What does it mean to grow the energy sector? Does it refer to helping tech startups and established energy solutions providers expand their businesses? Does it mean utilities finding new ways to increase electrical power supply, dependability and diversification? Developing leading-edge lithium-ion batteries? Are we talking renewables and sustainability? Or is it about helping companies save on their energy bills, one LED bulb at a time?
Yes.
In Missouri, it’s about all those things. Battery firms are present throughout the state, including Johnson Controls’ expanding plant in the northwestern Missouri city of St. Joseph. But it’s southwest Missouri where the most pronounced cluster has formed.
Fall 2016 saw one of the state’s leaders in advanced battery development, EaglePicher, open a new 100,000-sq.-ft. Lithium Ion Center of Excellence in its hometown of Joplin in southwest Missouri. A year later, Montana-based ZAF Energy Systems announced the opening of its own new production facility in Joplin, where an initial $20-million investment will bring more than 100 jobs as ZAF seeds the market for nickel-zinc (NiZn) batteries as replacements for lead-acid batteries across such sectors as trucking, manufacturing, road construction and data centers.
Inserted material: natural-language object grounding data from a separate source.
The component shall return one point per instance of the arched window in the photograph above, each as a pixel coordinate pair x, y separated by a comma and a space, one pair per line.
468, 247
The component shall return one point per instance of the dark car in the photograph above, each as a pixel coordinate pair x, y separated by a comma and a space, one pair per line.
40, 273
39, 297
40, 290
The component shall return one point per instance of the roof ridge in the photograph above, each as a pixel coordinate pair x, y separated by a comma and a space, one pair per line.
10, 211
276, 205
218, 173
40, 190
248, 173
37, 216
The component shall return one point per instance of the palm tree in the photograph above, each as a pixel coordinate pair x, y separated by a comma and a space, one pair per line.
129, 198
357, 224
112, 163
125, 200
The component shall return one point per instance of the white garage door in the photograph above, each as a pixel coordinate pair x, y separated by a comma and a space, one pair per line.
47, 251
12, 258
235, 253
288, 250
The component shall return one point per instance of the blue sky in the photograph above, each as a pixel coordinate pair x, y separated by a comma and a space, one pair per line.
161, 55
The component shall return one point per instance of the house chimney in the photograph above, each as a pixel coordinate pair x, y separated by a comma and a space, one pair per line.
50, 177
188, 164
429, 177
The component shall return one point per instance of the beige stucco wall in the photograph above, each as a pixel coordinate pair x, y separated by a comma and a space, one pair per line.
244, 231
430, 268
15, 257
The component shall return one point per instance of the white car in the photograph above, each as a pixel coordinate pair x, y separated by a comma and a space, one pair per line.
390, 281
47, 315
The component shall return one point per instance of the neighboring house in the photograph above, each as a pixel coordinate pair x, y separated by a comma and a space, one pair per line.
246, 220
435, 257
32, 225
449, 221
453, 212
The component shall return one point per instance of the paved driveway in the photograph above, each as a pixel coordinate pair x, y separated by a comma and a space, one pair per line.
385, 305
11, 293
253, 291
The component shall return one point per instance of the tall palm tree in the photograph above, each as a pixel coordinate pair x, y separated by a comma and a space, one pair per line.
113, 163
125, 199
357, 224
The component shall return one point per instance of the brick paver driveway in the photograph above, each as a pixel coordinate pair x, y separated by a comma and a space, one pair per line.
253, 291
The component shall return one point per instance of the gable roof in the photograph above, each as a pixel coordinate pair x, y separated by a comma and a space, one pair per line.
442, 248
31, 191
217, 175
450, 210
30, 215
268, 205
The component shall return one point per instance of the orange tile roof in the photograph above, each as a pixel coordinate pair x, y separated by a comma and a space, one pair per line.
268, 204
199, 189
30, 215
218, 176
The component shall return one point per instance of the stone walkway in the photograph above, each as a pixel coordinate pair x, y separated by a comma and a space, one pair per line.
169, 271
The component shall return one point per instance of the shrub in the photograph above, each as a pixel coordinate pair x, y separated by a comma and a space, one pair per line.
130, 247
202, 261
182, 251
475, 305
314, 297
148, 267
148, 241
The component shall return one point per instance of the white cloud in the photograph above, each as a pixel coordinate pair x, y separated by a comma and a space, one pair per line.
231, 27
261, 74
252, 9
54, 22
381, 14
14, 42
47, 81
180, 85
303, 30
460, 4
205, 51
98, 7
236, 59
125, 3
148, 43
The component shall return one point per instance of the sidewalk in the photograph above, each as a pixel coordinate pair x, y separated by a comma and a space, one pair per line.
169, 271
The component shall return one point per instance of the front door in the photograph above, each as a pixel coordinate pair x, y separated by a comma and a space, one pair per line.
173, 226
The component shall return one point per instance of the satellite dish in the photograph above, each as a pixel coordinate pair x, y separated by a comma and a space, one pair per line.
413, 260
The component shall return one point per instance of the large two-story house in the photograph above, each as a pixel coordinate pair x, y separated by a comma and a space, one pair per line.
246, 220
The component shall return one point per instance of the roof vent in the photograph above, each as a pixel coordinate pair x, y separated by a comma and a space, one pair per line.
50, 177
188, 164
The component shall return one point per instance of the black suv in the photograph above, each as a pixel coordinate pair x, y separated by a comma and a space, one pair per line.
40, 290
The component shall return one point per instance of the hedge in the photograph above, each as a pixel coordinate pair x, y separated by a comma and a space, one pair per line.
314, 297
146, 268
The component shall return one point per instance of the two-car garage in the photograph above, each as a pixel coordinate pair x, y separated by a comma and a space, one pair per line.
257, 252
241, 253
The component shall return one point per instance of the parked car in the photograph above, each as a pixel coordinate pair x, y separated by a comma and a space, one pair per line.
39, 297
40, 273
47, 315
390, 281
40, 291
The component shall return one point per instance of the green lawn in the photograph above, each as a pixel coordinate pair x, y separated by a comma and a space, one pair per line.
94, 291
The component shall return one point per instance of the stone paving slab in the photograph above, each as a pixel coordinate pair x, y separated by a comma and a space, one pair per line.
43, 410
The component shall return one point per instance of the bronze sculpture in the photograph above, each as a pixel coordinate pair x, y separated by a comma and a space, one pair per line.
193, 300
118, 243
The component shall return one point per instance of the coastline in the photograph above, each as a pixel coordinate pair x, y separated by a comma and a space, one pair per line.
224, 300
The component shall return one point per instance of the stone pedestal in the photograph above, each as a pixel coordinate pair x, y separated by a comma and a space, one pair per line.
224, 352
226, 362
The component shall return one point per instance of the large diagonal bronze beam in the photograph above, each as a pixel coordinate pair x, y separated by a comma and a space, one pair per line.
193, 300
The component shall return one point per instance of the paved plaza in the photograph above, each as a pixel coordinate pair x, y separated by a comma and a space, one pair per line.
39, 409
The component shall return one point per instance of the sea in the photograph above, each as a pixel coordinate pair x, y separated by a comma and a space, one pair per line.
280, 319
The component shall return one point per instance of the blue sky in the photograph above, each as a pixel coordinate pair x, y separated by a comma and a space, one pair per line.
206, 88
"We just weren’t able to keep up with the demand with the capacity we had in Montana," said ZAF President and CEO Randy Moore. "The new production facility in Joplin will drastically scale up production to several thousand batteries per month, enabling us to keep pace with growing demand while also refining manufacturing processes and accelerating development efforts.
Manufacturing Savvy
By the beginning of 2018, ZAF already had around 23 people making about 200 batteries a month at the 34,000-sq.-ft facility in Crossroads Center Business and Distribution Park.
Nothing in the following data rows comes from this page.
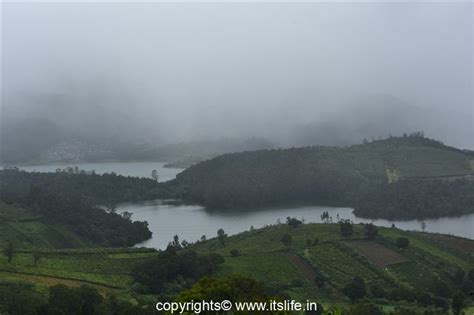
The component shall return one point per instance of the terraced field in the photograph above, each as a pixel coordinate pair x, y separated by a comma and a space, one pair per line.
317, 264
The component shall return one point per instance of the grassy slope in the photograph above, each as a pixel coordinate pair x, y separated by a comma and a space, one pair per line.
263, 257
260, 178
25, 229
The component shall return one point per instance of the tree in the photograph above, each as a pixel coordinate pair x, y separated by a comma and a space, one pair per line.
423, 225
286, 240
175, 243
293, 222
154, 175
403, 242
126, 215
370, 231
364, 309
36, 256
9, 250
457, 303
221, 236
355, 289
234, 288
345, 228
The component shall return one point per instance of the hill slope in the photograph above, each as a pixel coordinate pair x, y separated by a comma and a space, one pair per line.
424, 275
324, 175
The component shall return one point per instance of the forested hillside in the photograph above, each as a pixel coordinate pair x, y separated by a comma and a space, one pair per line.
323, 175
342, 267
70, 202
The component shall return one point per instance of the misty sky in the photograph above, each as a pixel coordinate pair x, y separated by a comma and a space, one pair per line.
172, 72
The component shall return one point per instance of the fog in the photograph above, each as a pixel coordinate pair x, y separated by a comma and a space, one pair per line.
296, 74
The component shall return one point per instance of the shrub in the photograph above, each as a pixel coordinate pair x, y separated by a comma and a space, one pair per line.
403, 242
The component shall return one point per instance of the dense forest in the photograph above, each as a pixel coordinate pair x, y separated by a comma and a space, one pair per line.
72, 199
330, 176
418, 198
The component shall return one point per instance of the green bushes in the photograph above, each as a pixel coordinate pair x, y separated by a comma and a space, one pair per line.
171, 265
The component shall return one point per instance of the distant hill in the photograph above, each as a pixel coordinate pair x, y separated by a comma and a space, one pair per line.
324, 175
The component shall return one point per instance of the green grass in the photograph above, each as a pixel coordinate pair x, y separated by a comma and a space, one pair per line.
263, 257
27, 230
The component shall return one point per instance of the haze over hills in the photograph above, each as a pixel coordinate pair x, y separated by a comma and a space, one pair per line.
47, 140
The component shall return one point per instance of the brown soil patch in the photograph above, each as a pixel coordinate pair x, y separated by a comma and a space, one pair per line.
378, 254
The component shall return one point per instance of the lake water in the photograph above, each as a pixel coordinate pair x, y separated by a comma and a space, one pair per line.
139, 169
191, 222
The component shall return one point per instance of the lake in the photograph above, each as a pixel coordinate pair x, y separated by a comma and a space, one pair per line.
191, 222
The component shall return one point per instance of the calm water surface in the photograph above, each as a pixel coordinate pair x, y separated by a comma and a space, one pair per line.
191, 222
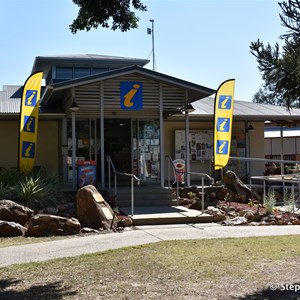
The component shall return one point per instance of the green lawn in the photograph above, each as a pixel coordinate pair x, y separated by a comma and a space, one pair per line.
193, 269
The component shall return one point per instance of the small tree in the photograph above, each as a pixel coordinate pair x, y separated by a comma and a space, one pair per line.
95, 13
280, 68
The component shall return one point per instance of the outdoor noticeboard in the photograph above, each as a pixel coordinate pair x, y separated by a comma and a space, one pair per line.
86, 173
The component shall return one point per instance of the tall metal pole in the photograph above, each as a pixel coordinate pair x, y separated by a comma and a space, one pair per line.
73, 151
153, 53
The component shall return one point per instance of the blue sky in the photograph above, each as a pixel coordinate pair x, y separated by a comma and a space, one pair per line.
202, 41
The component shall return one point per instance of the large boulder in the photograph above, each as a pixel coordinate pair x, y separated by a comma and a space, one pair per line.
11, 211
49, 225
93, 211
10, 229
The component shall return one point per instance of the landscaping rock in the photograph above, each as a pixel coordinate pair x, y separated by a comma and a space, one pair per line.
49, 225
14, 212
11, 229
232, 182
217, 214
93, 211
125, 222
235, 221
89, 230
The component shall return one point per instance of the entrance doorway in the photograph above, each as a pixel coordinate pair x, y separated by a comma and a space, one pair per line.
117, 143
133, 145
146, 149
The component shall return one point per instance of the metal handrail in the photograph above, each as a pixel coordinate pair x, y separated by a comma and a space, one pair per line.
133, 178
176, 171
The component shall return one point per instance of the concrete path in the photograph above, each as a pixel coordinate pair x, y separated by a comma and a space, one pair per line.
143, 234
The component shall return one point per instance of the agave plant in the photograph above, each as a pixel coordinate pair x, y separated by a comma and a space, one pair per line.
36, 192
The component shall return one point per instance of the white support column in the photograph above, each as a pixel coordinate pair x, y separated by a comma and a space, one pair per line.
102, 158
281, 149
162, 138
64, 140
187, 135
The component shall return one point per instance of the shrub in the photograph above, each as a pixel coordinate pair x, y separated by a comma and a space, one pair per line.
289, 200
32, 190
269, 201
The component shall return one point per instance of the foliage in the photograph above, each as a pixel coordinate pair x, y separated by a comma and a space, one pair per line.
32, 190
289, 200
269, 201
280, 68
95, 13
191, 194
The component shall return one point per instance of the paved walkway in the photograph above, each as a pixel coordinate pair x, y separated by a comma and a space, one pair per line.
143, 234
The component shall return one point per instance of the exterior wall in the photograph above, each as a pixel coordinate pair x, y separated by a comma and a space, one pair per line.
9, 137
291, 147
255, 142
257, 149
47, 146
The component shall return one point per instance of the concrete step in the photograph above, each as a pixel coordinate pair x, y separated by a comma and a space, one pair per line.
145, 196
158, 215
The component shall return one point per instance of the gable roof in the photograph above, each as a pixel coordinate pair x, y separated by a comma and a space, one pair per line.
195, 91
45, 63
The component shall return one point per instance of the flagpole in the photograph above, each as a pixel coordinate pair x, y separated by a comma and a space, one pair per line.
151, 31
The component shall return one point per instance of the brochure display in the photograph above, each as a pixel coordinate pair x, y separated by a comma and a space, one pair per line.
86, 173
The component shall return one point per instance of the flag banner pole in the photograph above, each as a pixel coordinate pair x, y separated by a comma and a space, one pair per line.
29, 112
223, 112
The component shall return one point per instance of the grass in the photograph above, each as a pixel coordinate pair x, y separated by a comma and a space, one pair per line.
20, 240
192, 269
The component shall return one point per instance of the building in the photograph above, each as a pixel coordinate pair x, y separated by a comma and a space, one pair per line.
137, 137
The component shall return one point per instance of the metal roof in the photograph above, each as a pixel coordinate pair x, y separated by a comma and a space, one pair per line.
9, 105
44, 63
55, 93
244, 110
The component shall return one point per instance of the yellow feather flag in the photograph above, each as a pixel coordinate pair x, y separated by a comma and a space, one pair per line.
29, 121
224, 101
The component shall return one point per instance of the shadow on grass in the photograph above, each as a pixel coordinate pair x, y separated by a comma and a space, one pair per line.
282, 292
53, 291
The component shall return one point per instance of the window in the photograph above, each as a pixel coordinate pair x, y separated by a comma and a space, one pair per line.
100, 70
81, 72
64, 73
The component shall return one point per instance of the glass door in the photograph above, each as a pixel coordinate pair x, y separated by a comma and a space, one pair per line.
146, 149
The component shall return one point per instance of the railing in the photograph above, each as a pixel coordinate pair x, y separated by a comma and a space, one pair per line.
176, 172
133, 178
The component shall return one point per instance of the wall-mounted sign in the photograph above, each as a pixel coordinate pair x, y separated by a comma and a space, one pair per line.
131, 95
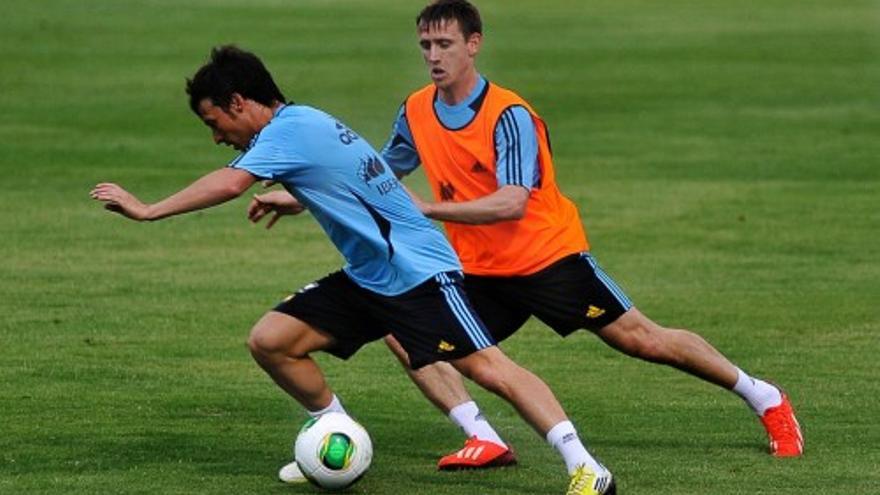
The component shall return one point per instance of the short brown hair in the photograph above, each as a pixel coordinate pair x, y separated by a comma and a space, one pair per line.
440, 11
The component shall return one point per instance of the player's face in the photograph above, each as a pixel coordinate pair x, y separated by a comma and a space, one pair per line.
228, 127
448, 55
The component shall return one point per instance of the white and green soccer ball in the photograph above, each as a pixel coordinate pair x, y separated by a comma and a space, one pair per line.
333, 451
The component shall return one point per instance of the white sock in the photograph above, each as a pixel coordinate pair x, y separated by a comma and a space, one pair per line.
469, 418
758, 394
335, 406
564, 439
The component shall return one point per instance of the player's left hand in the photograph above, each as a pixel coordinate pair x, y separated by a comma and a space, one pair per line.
279, 203
118, 200
421, 204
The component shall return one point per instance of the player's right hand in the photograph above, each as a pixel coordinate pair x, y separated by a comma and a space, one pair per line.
279, 203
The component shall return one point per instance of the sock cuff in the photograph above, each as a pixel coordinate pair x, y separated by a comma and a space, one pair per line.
335, 406
563, 431
467, 408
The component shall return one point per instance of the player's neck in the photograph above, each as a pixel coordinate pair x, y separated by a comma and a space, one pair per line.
458, 91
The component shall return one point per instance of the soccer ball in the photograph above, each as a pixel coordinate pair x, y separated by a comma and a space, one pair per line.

"The biggest thing that made me excited is we’re addressing an existing and extremely large market," Wilkins says of the company’s nickel-zinc product, a proven technology that he says has twice the power and capacity of lead-acid, lasts twice as long, but doesn’t cost twice as much. The timing couldn’t be better either, as even lead-acid batteries — a market one might assume to be saturated — are growing business at around 5 percent a year and expect to be a $60-billion market in five years.
Opportunities to power big trucks and data centers are front and center, and ZAF also is working the U.S. Navy on a product for submarines, as more and more power electronics on board mean the craft are running into physical-space constraints for batteries.
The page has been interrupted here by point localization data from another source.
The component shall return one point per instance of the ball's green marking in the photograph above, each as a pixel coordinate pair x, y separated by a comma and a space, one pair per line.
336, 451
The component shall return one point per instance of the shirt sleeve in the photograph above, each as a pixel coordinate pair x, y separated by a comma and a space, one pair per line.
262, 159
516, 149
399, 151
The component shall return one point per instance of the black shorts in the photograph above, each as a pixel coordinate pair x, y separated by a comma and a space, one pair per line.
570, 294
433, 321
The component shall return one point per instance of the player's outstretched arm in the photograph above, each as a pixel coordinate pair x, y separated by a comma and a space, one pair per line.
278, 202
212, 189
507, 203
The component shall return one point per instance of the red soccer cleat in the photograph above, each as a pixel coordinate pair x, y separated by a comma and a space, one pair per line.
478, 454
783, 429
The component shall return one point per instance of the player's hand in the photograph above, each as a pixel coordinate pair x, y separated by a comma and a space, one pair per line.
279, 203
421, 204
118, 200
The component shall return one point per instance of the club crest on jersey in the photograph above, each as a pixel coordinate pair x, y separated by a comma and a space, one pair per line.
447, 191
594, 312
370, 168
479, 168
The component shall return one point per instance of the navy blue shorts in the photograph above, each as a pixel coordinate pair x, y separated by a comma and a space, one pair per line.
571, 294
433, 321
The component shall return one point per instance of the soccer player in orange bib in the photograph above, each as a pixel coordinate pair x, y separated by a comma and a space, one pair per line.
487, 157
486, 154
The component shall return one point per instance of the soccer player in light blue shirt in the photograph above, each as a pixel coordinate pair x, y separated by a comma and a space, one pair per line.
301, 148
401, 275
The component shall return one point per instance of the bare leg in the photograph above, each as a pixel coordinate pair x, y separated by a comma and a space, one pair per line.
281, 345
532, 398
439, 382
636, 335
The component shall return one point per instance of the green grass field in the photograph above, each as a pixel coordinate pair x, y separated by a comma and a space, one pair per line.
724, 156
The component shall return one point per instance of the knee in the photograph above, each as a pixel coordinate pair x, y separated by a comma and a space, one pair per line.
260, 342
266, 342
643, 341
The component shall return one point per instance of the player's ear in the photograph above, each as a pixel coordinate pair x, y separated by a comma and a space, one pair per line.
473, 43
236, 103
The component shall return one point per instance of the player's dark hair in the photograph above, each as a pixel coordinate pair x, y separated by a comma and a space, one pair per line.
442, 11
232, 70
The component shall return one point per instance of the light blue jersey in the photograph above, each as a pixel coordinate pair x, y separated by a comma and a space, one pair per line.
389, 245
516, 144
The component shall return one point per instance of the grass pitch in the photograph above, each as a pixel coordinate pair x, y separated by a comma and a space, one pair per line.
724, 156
"The ecosystem is largely built around the talent pool — that drove 90 percent of our decision," says Wilkins, though low rents and cost of living help too. "I’m floored at the level of manufacturing [in Missouri]. To find such a good cross-section of blue-collar workers … you just don’t see that anymore. That made our minds up pretty quick."
Planning Ahead
Missouri’s array of energy solution providers includes firms such as St. Louis–headquartered Graybar and Emerson Electric, Johnson Controls, HNTB, Burns & McDonnell and Energizer. They are backed by institutional R&D expertise at the Energy R&D Center at Missouri University of Science and Technology (S&T) in Rolla; the Missouri Center for Advanced Power Systems (MOCAP) at Missouri Southern State University in Joplin; and the Center for Physical and Power Electronics at the University of Missouri’s flagship campus in Columbia.
But the state’s energy picture wouldn’t be complete without the power and human resources at major utilities such as Ameren, Associated Electric Cooperative and Kansas City Power & Light, which serve as both institutional infrastructure and energy solutions providers for end users.
In 2016, Ameren Missouri customers saved more than 52 million kilowatt hours of energy through efficiency projects and earned more than $3.6 million in cash incentives. The program recently helped Kraft Heinz achieve over $1 million in incentives at the company’s newly expanded processing plant in Adair County through installing LED lighting and motor controls and optimizing compressed air systems throughout the facility.
In addition to installing smart grid technology throughout its own infrastructure, Ameren Missouri is also boosting its own stake in renewable energy, announcing in September 2017 a commitment to add at least 700 megawatts of wind generation by 2020, representing an investment of approximately $1 billion, and to add 100 megawatts of solar generation over the next 10 years, with 50 megawatts expected to come online by 2025. Earlier in the year, Ameren Missouri announced plans to build a solar generation facility at St. Louis Lambert International Airport.
Across the state, KCP&L is pursuing its own retirement of old-line power plants and installation of renewables. But it’s also leading another surge: According to 2017 first-quarter numbers released by IHS Automotive and the Electric Power Research Institute (EPRI), Kansas City tops the nation in electric vehicle growth. Since deployment of the KCP&L Clean Charge Network began in 2015, the metropolitan area has experienced a 95-percent increase in EV adoption. In addition, Kansas City was ranked No. 1 in driver and charging station growth by ChargePoint, a manufacturer of EV charging stations, in 2016.